Radino ha mostrato, con la sua vasta opera realizzata in cinquant’anni di lavoro (fine anni sessanta-oggi), che un fotografo è un fotografo, ben al di là della specificità di campi d’azione che lo vogliono reporter, o paesaggista, o ritrattista, o fotografo industriale: una “sistemazione” che la fotografia ha ereditato dalla storia della pittura e che è stata, nel tempo, rafforzata da obblighi professionali e ragioni di mercato. Dietro la spinta delle avanguardie è accaduto che la pittura rompesse ogni schema e respingesse i generi per diventare astratta e giungere infine a mescolarsi con la scultura, l’installazione, la musica, la letteratura e a ogni altra forma artistica. La fotografia, parallelamente, a dispetto della sua natura di medium massimamente duttile e libero, mobile, proprio dei generi tradizionali è rimasta un po’ prigioniera, liberandosi da questo schema solo in tempi molto recenti . Per Radino è invece sempre stato così, e il suo lavoro è sempre stato segnato da sguardi diversi, modi diversi di costruire l’immagine: forse egli è stato, per vocazione più profonda, un paesaggista, forse invece, più propriamente, un fotografo di oggetti, se oggetti sono, e lo sono, tutte le cose, ma anche le figure, che abitano il mondo: anche le architetture, anche le persone, e anche le ombre. Suo padre, il pittore Vincenzo Radino, si muoveva fra oggetti, forme e colori allo stesso modo. Per Radino ogni piccola cosa è dunque spunto per piccole narrazioni, malinconiche o stupite, brevi, interrogative, improvvise, talvolta simili ad haiku giapponesi, come egli stesso amava ricordare. La natura e gli uomini hanno inventato molte cose, molte forme, come capirle tutte, come porsi in relazione con esse? Tra forme appartenenti a modi tra loro lontani possono crearsi relazioni, e da queste relazioni può nascere l’esperienza e forse, ma non è certo, anche la conoscenza. Forse le forme possiedono una misteriosa autonomia, una forza che le guida, radici profonde che le nutrono di significati, e a esse è bene affidarsi perché ci porteranno lontano.

Francesco Radino, Cinisello Balsamo, 2005.

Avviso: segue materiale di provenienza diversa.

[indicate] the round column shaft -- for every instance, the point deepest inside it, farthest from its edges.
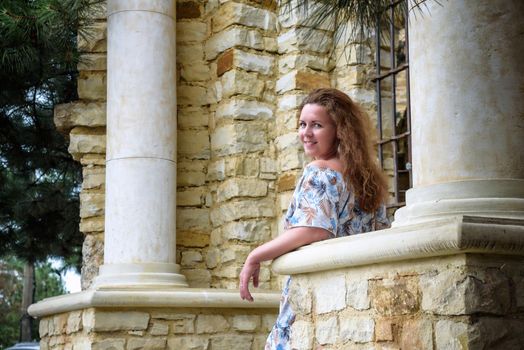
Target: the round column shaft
(140, 212)
(467, 93)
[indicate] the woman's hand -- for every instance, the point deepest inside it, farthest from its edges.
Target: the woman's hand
(249, 270)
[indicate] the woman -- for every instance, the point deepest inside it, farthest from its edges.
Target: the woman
(340, 192)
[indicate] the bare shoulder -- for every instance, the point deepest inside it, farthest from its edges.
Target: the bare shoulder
(334, 164)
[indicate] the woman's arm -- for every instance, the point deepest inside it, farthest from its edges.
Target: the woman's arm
(288, 241)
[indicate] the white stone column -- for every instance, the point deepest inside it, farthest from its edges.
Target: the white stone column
(140, 237)
(467, 93)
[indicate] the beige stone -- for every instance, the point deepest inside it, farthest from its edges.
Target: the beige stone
(211, 324)
(125, 320)
(248, 138)
(238, 13)
(237, 82)
(231, 37)
(193, 144)
(189, 32)
(246, 323)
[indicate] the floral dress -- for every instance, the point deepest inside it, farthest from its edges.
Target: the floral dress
(321, 199)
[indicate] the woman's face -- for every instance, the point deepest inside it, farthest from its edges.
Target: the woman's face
(317, 132)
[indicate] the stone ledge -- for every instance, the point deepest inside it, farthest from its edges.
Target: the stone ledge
(460, 234)
(181, 298)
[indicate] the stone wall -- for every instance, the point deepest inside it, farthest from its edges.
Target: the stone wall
(196, 329)
(464, 301)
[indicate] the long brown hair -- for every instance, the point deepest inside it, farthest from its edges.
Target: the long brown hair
(355, 147)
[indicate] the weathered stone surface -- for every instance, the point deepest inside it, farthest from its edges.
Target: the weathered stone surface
(246, 323)
(329, 292)
(238, 109)
(109, 344)
(191, 95)
(188, 342)
(237, 13)
(158, 343)
(192, 31)
(302, 338)
(296, 39)
(237, 82)
(356, 329)
(326, 330)
(357, 294)
(211, 324)
(417, 334)
(399, 296)
(231, 37)
(451, 335)
(120, 321)
(80, 113)
(237, 138)
(246, 209)
(248, 230)
(238, 187)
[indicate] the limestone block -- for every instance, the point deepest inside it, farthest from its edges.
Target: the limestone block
(188, 342)
(329, 292)
(120, 321)
(80, 113)
(228, 342)
(187, 53)
(287, 63)
(195, 71)
(246, 323)
(302, 80)
(96, 41)
(193, 144)
(211, 324)
(109, 344)
(356, 329)
(304, 39)
(357, 295)
(91, 204)
(237, 13)
(248, 230)
(288, 141)
(159, 329)
(450, 335)
(92, 224)
(326, 330)
(239, 187)
(232, 37)
(417, 334)
(238, 138)
(244, 209)
(74, 322)
(239, 109)
(235, 82)
(80, 142)
(290, 102)
(192, 117)
(187, 10)
(189, 32)
(395, 297)
(191, 258)
(198, 278)
(191, 95)
(302, 338)
(192, 218)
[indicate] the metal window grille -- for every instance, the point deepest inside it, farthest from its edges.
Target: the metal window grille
(392, 92)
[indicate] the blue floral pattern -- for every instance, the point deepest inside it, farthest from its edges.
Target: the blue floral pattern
(321, 199)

Che cosa è dunque la fotografia per Francesco Radino? “Il mondo delle forme si libera – egli ha scritto – va al di là del senso immediato”, a legare le immagini fra loro diverse c’è “un filo sottile, ma forte… che parla il linguaggio della vicinanza, ed esse sono “indicatori della realtà ma ci permettono anche di intravvedere la possibilità di una via d’uscita da essa”. Radino si muove dunque anche nella dimensione del sogno, del ricordo, di un immaginario teso all’armonia. La sua visione si lega a una sorta di animismo, a sentimenti in bilico tra cultura occidentale e orientale (molti i suoi viaggi in Giappone) poiché prevede un infinito insieme di figure che sono, nel mondo, tutte alla pari, ugualmente partecipi del reale, ugualmente meritevoli di essere investite di moti affettivi e di diventare immagini: un’architettura vale quanto una foglia, un volto quanto una pietra o un animale. Non è un caso dunque che nelle sue fotografie si presentino spesso figure antropomorfiche, dotate di volti, occhi, bocche, appartenenti sia alla natura sia a ciò che l’uomo ha costruito, a dirci che, in fondo, ogni cosa ha un’anima.

Roberta Valtorta

14.4.22

Immagine di copertina: Francesco Radino, Verbania, 1983.